Isn't that a good thing for certain use cases ? If you are building an appliance type thing (say a storage or networking device) then you would want something minimalist you can add only the necessary services on. And arent those the types of devices the BSD (in general) are used for ?
Less attack surface always equals less potential for bugs/flaws/exploits regardless of how good red teaming tools and workflows get.
Now obviously for other use cases Linux could be a much better option.
There was a time when Linux distributions shipped lots of things on by default; OpenBSD bucked the trend and did not. This is less of an issue nowadays.
> This was the most critical vulnerability we discovered in OpenBSD with Mythos Preview after a thousand runs through our scaffold. Across a thousand runs through our scaffold, the total cost was under $20,000 and found several dozen more findings.
I'm saying you don't even need Mythos to find bugs in OpenBSD. GPT 5.5 is SO much better than humans at finding these things.
The fact that we don't even need Mythos, or $20k (I just pay $24/month and this was one of my MANY uses), to find bugs in OpenBSD shatters the dream that there exists any human who can write C properly with enough expertise, dedication, and time.
As I mentioned in the post, I only did a brief exploration of OpenBSD in order to cheer myself up.

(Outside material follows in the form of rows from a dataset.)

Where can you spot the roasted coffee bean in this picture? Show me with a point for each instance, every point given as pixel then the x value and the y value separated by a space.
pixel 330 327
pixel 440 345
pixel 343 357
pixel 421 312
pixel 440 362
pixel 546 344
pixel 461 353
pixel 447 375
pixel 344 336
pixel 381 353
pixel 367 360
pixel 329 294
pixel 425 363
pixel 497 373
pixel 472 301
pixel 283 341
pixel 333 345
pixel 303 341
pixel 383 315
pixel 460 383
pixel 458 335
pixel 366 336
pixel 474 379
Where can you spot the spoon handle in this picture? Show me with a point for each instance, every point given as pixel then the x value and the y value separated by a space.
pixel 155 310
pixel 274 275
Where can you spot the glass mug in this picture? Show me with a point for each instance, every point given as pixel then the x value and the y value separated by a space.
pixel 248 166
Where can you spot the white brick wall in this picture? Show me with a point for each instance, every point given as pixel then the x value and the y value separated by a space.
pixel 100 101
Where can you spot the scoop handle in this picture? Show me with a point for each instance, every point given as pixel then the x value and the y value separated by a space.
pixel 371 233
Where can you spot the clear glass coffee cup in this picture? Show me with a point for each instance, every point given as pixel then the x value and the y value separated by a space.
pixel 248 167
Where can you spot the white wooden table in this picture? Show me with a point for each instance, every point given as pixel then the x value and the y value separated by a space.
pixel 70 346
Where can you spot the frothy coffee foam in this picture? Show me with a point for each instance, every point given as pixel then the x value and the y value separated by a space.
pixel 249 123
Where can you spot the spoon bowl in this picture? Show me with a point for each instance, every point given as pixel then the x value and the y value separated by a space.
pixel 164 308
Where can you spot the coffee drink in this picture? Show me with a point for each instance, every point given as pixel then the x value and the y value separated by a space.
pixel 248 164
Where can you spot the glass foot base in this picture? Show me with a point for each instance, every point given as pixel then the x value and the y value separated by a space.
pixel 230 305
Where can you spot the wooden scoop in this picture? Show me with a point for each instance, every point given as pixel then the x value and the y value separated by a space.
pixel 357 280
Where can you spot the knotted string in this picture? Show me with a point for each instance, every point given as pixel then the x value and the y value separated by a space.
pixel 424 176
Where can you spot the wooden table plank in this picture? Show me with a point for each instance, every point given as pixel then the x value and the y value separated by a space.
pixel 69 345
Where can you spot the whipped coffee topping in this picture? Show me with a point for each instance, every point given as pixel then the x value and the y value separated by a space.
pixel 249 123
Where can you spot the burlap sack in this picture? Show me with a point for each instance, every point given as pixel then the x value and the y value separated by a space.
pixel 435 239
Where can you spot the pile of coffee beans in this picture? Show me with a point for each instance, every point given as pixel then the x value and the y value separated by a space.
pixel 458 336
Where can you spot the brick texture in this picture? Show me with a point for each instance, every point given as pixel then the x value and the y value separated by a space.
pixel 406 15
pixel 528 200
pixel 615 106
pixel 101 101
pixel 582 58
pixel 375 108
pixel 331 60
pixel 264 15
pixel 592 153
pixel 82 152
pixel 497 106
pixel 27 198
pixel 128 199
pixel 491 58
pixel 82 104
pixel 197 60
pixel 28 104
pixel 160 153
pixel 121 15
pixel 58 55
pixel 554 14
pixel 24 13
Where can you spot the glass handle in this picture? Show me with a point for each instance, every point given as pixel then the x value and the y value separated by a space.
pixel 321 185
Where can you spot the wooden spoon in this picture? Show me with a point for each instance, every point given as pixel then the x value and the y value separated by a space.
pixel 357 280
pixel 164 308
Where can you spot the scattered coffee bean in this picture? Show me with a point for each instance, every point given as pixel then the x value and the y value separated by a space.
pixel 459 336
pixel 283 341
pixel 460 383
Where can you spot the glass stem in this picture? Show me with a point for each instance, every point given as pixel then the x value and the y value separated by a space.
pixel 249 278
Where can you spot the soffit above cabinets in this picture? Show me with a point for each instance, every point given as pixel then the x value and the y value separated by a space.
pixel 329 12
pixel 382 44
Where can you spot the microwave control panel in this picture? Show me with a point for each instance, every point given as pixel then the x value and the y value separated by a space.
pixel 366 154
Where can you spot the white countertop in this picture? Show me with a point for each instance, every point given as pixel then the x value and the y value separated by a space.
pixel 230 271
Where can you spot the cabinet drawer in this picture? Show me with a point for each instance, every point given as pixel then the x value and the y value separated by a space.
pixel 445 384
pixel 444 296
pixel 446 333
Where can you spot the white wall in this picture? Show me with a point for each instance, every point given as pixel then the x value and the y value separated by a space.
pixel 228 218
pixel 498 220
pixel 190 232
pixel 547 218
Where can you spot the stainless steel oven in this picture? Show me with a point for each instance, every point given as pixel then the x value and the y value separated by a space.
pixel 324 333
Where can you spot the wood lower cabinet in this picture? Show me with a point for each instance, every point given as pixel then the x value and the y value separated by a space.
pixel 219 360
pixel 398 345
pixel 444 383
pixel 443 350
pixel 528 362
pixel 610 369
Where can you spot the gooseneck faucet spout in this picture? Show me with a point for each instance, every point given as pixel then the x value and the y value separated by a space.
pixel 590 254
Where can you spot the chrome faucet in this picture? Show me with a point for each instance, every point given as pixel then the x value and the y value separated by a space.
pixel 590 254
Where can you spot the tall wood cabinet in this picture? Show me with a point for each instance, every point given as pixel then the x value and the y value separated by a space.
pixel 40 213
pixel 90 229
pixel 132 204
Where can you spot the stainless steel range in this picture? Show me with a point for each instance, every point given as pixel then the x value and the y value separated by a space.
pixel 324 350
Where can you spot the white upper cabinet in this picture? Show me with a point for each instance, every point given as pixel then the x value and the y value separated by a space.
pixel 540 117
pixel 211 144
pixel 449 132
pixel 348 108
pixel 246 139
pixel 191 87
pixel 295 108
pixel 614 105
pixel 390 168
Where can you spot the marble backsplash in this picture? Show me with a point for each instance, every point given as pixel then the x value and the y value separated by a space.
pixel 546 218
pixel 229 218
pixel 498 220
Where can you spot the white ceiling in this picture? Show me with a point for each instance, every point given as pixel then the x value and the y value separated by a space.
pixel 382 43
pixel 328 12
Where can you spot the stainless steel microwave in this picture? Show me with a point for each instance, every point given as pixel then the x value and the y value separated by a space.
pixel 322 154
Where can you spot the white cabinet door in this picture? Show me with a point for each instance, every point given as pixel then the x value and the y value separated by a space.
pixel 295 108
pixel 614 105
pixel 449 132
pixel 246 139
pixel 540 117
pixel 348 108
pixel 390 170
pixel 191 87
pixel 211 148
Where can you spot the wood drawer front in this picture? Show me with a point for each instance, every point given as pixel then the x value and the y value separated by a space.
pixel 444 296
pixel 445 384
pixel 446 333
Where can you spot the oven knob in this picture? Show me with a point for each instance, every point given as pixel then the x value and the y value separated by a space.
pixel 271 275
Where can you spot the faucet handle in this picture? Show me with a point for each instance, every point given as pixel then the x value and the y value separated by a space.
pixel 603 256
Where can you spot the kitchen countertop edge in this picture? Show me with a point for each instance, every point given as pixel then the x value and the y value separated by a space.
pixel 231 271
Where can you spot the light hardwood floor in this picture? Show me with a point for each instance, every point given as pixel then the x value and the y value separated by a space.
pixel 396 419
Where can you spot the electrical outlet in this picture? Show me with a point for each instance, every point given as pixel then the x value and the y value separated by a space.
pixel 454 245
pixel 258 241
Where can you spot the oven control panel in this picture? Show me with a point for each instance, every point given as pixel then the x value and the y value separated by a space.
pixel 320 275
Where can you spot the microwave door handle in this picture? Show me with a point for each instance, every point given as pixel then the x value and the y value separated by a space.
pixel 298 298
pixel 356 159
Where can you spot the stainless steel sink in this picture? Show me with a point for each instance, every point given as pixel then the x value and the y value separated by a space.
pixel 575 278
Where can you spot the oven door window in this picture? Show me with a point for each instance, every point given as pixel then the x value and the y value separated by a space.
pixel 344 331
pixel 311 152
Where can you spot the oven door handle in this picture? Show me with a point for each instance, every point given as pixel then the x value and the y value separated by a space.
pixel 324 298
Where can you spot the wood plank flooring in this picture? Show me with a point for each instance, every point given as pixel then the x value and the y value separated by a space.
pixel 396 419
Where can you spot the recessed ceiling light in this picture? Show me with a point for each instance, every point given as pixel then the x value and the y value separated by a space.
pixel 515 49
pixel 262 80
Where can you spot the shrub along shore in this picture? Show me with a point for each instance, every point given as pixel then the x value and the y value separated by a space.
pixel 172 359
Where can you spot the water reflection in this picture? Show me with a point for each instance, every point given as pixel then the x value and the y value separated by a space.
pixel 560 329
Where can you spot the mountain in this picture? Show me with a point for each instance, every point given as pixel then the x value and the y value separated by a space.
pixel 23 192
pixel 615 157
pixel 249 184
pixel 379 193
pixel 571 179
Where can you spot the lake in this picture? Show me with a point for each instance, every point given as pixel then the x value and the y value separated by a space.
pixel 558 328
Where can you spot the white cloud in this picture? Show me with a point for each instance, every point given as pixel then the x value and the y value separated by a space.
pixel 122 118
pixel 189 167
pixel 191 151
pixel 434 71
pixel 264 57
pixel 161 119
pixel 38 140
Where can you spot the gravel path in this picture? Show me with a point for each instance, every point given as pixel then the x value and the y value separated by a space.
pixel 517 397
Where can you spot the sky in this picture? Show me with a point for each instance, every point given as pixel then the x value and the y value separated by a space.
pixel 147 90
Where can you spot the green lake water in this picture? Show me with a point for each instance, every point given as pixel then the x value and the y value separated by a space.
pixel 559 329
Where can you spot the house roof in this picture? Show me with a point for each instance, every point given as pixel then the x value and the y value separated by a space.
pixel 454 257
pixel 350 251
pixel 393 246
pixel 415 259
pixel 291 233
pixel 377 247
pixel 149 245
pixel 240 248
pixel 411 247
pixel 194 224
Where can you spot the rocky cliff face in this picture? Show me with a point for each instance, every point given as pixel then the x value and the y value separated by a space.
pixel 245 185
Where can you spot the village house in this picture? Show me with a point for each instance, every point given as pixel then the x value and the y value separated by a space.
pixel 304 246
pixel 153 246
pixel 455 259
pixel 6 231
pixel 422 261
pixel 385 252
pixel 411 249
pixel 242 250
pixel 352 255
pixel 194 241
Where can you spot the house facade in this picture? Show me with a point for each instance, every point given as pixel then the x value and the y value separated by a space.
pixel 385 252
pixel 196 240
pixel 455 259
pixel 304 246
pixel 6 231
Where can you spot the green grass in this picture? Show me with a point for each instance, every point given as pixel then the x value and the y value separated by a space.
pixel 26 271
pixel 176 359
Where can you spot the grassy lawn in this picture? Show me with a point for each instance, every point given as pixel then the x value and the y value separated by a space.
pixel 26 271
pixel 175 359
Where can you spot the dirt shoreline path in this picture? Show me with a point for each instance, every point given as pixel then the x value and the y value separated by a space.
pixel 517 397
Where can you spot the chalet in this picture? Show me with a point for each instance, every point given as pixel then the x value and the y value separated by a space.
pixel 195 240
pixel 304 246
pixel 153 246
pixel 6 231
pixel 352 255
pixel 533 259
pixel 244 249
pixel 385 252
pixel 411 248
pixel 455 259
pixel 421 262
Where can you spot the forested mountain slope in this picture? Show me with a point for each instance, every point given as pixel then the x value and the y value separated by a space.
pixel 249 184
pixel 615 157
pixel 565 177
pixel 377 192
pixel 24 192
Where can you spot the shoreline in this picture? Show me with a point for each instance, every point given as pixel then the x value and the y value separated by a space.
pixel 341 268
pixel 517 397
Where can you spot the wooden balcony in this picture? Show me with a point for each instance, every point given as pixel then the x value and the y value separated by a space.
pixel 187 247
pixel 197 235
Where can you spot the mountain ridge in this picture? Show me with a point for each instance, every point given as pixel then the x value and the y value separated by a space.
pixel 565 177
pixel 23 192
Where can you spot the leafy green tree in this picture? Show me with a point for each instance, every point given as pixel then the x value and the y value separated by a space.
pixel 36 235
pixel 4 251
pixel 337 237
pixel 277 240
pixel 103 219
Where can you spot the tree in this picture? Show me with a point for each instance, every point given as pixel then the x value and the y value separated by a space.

I took some findings, confirmed them being true bugs, and ended there.
As I said in the out of bounds null termination write patch, I don't believe it's exploitable. I would have gotten a CVE, website, and logo then (kidding!). But it was UB. And one-byte overflows have in the past been exploitable by better sploit authors than me.
In any case, I reported that since I felt it was clear that OpenBSD folks would obviously care about it, exploitable or not.
Confirming these findings take time, even though I found GPT to almost always be correct. I will NOT report upstream until I understand the bug. I ain't no slop reporter. As I said in the post OpenBSD (and all other code bases) need a larger effort. The Mythos/Glasswing effort focusing on actually exploitable ones may be a good method for getting them fixed, without overwhelming projects with patches, even when the patches are correct.
I did confirm at least one more UB, and did consider whether to report that OpenBSD `find` reads `status` via `WIFEXITED(status)` without checking `waitpid()` for errors. This is UB since `status` is uninitialized.
(https://github.com/openbsd/src/blob/ae684bfaed6cae797cd90e27...)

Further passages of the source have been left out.